Over the long haul, an acquisition tends to boost the acquiring company’s share price.
Of course, there are exceptions to the rule. Namely: if a target company’s stock price recently plummeted due to negative earnings, then being acquired at a discount may be the only path for shareholders to regain a portion of their investments back. This holds particularly true if the target company is saddled with large amounts of debt, and cannot obtain financing from the capital markets to restructure that debt.
What Happens To The Stock Prices Of Two Companies Involved In An Acquisition?
On the other side of the coin, the acquiring company’s stock typically falls immediately following an acquisition event. This is because the acquiring company often pays a premium for the target company, exhausting its cash reserves and/or taking on significant debt in the process. But there are many other reasons an acquiring company’s stock price may fall during an acquisition, including:
Investors believe the premium paid for the target company is too high.

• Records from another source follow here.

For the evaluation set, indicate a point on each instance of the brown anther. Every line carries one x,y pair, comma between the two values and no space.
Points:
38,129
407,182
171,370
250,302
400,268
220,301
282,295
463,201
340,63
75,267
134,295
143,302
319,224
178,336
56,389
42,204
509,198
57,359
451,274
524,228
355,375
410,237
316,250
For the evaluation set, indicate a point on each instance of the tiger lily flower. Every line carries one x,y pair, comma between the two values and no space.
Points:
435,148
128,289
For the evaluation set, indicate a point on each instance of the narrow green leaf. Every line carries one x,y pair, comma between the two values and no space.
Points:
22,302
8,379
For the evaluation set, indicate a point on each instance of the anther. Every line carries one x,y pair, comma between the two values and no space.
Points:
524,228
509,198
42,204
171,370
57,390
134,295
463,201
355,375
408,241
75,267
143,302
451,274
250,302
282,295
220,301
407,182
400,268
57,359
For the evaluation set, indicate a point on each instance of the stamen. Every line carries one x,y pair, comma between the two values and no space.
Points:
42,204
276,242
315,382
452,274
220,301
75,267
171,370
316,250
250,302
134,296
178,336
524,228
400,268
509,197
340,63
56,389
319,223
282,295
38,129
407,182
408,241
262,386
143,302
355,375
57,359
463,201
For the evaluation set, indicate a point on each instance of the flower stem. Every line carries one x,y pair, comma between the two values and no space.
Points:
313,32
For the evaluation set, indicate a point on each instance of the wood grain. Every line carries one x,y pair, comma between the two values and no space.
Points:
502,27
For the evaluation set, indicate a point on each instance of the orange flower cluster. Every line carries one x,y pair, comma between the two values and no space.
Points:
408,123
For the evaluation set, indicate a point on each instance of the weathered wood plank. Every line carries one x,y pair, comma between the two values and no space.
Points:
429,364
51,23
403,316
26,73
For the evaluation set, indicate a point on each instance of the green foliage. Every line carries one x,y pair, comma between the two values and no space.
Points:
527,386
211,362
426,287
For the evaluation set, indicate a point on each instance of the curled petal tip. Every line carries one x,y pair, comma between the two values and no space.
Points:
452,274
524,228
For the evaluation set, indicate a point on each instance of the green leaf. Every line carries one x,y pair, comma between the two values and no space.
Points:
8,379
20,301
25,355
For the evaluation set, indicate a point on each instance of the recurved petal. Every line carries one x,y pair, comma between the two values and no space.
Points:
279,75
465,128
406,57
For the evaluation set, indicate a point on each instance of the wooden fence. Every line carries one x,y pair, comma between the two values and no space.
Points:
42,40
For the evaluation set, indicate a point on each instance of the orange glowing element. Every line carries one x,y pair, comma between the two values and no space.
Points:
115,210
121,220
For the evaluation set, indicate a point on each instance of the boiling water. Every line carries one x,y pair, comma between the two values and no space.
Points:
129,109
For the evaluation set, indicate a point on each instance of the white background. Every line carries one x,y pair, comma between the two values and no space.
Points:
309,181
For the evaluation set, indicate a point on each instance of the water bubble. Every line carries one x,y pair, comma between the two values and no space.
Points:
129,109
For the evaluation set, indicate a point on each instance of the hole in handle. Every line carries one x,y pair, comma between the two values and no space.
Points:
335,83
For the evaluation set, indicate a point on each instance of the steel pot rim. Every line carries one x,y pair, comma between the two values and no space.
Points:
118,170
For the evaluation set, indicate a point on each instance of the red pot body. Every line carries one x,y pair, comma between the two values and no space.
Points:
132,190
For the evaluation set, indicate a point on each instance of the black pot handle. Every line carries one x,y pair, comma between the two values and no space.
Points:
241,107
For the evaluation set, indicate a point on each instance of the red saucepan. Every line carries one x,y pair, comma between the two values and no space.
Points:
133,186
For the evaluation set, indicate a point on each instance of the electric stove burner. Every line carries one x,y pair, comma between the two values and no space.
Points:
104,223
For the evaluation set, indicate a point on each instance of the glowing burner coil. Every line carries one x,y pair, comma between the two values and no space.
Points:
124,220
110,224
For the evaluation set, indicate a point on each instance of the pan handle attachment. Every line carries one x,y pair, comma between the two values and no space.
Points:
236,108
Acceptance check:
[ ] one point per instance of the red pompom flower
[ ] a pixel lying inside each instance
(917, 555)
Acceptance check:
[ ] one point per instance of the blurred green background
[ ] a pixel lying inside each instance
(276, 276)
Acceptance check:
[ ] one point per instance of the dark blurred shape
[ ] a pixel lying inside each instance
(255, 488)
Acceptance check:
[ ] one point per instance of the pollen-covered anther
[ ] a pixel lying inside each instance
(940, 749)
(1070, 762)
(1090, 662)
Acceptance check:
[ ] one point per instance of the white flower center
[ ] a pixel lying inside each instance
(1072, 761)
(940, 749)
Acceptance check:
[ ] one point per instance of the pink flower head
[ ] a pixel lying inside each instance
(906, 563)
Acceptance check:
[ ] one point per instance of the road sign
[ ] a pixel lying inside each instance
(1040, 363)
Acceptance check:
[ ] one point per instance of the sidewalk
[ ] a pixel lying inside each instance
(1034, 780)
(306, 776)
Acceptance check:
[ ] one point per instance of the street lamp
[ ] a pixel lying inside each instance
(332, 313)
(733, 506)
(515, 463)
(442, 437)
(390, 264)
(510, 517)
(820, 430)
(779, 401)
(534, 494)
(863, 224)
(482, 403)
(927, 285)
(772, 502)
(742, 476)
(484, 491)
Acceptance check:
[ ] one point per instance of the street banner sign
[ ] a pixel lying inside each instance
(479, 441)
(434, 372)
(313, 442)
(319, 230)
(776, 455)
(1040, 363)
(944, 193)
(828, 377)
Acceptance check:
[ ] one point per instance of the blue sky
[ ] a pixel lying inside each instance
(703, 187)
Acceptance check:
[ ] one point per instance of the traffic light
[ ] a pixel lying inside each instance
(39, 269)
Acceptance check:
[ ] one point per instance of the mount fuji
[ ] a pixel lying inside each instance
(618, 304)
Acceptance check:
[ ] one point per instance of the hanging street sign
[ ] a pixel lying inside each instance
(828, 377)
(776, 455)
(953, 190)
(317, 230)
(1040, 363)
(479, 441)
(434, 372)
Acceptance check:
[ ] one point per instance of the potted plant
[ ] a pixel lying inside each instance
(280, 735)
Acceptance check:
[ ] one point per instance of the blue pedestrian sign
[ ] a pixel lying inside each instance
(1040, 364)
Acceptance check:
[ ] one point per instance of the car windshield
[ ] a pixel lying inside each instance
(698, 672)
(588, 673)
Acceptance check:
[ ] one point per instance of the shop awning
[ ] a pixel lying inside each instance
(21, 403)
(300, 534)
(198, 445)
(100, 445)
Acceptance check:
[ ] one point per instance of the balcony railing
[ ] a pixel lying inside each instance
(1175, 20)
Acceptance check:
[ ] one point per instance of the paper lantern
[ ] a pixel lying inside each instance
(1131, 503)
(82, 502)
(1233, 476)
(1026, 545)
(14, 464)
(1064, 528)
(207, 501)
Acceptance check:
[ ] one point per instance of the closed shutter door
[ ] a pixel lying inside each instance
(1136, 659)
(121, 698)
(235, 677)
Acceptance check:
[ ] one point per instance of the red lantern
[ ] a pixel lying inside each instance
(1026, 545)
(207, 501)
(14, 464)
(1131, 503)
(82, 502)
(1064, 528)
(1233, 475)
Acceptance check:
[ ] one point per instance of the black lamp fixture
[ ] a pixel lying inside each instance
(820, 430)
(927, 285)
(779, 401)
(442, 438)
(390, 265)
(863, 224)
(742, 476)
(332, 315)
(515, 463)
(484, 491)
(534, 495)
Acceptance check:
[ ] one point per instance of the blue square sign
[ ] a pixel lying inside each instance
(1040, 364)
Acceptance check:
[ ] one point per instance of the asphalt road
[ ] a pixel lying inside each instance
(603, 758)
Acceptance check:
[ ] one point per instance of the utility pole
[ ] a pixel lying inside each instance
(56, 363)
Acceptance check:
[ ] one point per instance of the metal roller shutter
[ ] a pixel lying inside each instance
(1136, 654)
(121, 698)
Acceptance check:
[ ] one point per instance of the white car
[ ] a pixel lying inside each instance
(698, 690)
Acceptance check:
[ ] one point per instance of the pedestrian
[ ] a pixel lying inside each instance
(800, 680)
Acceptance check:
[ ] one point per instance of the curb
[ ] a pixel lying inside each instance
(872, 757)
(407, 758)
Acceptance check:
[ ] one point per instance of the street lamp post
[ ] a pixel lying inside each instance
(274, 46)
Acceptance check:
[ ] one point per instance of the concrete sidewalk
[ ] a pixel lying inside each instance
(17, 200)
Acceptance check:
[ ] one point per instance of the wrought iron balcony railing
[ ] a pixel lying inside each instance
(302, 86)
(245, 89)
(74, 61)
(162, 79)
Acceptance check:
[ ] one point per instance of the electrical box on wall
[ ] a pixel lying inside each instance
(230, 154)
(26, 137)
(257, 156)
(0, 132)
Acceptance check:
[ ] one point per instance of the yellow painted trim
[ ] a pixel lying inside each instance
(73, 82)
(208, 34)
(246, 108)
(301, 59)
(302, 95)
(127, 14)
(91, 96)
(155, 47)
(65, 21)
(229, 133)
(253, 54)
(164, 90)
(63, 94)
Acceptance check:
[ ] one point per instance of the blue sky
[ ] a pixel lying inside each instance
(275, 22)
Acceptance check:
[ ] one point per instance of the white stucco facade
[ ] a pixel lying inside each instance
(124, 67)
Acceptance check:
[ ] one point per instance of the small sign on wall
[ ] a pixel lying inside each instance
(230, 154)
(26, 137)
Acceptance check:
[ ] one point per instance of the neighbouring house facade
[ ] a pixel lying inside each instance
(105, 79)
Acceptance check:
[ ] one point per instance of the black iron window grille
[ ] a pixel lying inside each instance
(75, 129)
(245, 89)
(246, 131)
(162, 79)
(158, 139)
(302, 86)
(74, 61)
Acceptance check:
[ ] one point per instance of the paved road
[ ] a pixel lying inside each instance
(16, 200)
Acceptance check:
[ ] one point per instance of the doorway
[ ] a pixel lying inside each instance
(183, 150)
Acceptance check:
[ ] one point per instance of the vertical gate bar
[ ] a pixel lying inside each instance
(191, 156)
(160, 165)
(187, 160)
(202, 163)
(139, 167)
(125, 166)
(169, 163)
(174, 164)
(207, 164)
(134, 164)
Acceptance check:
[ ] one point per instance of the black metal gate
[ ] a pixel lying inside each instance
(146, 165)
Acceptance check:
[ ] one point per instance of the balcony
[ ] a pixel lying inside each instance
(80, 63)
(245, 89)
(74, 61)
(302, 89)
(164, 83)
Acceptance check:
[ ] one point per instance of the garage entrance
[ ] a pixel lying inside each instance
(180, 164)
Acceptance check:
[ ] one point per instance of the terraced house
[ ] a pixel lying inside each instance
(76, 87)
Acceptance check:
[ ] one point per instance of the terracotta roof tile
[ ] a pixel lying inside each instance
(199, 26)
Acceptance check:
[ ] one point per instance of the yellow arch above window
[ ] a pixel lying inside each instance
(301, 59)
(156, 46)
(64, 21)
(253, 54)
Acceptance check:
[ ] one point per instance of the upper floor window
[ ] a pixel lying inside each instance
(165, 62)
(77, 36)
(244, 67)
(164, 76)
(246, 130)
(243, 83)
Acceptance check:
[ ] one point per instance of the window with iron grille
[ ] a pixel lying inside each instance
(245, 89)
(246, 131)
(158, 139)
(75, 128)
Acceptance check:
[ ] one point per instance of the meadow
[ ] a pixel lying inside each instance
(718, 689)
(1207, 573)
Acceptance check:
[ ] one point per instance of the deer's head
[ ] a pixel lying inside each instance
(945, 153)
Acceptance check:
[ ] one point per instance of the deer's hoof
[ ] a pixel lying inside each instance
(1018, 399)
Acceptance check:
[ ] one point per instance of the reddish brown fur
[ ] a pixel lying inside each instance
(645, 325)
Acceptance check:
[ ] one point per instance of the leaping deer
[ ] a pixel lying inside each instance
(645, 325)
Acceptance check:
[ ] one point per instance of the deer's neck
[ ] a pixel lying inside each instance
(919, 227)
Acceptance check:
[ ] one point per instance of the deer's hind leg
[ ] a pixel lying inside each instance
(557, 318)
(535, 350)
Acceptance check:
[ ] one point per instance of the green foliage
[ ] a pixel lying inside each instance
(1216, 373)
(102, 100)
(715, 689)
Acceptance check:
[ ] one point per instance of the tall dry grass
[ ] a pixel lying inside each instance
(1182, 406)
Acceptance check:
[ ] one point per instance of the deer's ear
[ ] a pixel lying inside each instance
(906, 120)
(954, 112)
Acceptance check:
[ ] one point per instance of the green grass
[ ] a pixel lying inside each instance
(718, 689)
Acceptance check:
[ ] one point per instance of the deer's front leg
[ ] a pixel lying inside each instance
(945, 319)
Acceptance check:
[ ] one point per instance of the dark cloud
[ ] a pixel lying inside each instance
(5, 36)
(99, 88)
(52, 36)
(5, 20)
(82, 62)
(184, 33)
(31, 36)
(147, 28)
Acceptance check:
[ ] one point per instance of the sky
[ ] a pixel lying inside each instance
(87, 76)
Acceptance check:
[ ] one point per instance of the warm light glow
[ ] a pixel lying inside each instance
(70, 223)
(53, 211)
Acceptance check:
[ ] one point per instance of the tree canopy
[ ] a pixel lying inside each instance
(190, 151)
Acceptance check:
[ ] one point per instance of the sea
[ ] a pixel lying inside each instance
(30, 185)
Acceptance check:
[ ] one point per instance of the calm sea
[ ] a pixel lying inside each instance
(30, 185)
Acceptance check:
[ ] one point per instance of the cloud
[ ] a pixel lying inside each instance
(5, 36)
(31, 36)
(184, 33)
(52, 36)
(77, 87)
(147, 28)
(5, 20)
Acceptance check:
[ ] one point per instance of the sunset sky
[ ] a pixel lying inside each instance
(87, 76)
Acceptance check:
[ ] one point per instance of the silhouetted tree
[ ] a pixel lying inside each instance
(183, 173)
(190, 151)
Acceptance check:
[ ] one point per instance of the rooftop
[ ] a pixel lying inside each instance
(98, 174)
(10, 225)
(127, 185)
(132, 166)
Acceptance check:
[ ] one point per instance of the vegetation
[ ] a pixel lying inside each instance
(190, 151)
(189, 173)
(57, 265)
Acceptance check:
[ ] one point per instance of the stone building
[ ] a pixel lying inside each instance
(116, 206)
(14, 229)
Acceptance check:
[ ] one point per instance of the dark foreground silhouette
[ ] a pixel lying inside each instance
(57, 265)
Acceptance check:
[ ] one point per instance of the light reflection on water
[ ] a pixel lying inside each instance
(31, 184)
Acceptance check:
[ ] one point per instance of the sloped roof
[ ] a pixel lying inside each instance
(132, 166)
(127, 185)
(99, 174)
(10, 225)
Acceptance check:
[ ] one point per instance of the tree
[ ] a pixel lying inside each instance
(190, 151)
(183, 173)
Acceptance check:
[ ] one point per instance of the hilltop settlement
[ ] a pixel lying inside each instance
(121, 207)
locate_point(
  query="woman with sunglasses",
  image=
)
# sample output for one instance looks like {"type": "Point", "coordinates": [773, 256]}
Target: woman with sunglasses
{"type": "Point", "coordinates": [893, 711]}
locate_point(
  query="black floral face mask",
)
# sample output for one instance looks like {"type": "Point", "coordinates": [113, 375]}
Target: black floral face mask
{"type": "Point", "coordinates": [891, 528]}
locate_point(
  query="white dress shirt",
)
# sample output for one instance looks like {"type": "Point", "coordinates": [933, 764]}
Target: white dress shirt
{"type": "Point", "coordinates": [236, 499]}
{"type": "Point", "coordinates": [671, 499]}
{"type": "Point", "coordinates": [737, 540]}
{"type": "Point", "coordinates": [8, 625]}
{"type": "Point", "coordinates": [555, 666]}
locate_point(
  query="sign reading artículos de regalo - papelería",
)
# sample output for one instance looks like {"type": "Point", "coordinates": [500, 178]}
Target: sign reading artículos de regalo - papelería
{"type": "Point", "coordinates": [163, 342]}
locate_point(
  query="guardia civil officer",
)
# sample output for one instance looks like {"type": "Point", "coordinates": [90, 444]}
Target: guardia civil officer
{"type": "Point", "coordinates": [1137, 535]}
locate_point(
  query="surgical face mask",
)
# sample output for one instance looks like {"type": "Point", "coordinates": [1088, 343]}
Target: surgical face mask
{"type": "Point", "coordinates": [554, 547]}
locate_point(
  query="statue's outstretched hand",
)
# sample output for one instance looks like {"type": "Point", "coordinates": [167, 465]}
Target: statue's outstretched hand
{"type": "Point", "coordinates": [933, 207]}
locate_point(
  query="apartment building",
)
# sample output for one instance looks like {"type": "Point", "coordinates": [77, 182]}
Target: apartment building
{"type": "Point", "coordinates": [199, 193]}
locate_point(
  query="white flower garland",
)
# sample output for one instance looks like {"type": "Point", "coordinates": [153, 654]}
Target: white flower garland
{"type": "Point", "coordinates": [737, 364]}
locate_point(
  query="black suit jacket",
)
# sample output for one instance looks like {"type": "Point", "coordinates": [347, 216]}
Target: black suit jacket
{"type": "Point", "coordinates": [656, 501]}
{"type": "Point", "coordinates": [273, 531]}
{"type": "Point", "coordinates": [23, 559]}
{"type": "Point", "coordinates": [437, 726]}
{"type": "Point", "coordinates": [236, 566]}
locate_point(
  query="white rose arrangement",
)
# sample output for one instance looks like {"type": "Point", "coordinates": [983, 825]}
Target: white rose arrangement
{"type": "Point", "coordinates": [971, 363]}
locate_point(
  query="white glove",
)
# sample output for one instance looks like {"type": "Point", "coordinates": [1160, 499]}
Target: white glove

There are problems integrating different workplace cultures.
Regulatory issues complicate the merger timeline.
Management power struggles hamper productivity.
Additional debt or unforeseen expenses are incurred as a result of the purchase.
It’s important to remember that although the acquiring company may experience a short-term drop in stock price, in the long run, it’s share price should flourish, as long as its management properly valued the target company and efficiently integrates the two entities.
Pre-Acquisition Volatility
Stock prices of potential target companies tend to rise well before a merger or acquisition has officially been announced. Even a whispered rumor of a merger can trigger volatility that can be profitable for investors, who often buy stocks based on the expectation of a takeover. But there are potential risks in doing this, because if a takeover rumor fails to come true, the stock price of the target company can precipitously drop, leaving investors in the lurch.
Generally speaking, a takeover suggests that the acquiring company’s executive team feels optimistic about the target company’s prospects for long-term earnings growth. And more broadly speaking, an influx of mergers and acquisitions activity is often viewed by investors as a positive market indicator.